The objects were once the personal property of an influential Tunisian dignitary Mohamed Habib Djellouli, (arabic: محمد الحبيب الجلولي).  Born into a patrician family belonging to the Tunisian aristocracy, Djellouli had served as the Caïd-Gouverneur of Kairouan, Nabeul and Béja and later as the Minister of the Pen and Minister of Justice of Bey.   The Beys he ruled Tunisia from 1613 until 1957, when the modern Tunisian Republic was formed. Djellouli's personal effects, accumulated over years, were passed down to his heirs after his death in 1957, the same year that the monarchy was abolished and the beylical office terminated. 

The objects from his private collection drew concerns from the INP as there was no record of the pieces having left the territory of the Republic of Tunisia, and it appears that the transfer was done without the knowledge of the country's Ministry of Cultural Affairs.  It is their job to determine if movable properties fall within the parameters of the cultural heritage code, which explicitly prohibits the export of movable cultural property of national or international historic value. 

The country's Ministry of Cultural Affairs was established in Tunisia in 1961 to implement cultural policy on behalf of the country.  The Institut National du Patrimoine (INP) operates alongside the ministry and oversees twenty archaeological and ethnological museums throughout the Republic.  It was the INP who first sounded the alarm to the Ministry of Cultural Affairs in Tunisia regarding their concerns about the sale in Paris.  

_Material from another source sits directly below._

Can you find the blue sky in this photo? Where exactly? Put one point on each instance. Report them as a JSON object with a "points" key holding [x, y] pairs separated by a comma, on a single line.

Tunisia's current law for the archaeological, historical and traditional arts patrimony was enacted in 1994 and amended in 2011.  Known as Decree-law n° 2011-43 and dated 25 May 2011, this updated law increases the penalties for infractions related to moveable heritage.  Under the current national law, article 57, the export of movable property is prohibited though temporary export of movable cultural property is possible, subject to authorization from the Ministry of Cultural Affairs.  

Yesterday Ghazi Gherardi, the ambassador and permanent representative of Tunisia to the United Nations Educational, Scientific and Cultural Organisation  - UNESCO announced that all 114 objects related to the "Collection of a Dignitary of the Beylical Court" had been withdrawn from the sale with the auction house sending a communiqué containing a pledge to cease the sale procedures until the competent arbitral authority considers the matter.

And while that withdrawal is a small victory for Tunis, one has to question, for the umpteenth time, what type of due diligence, if any, was performed by Coutau-Bégarie before agreeing to accept these items for the auction, what if any checks occurred at the EU border when these objects arrived on Europe's shore, and what documentation was provided, if any at all, to Coutau-Bégarie by the individuals selling the family property. 

Stands to reason that if an auction house has time to develop length object descriptions for one hundred and fourteen items, photograph them, and then design a sales catalog to highlight them, uploading the PDF to their website, they might also have the time to ring up the authorities in Tunisia to ask about the legitimacy of the objects being consigned.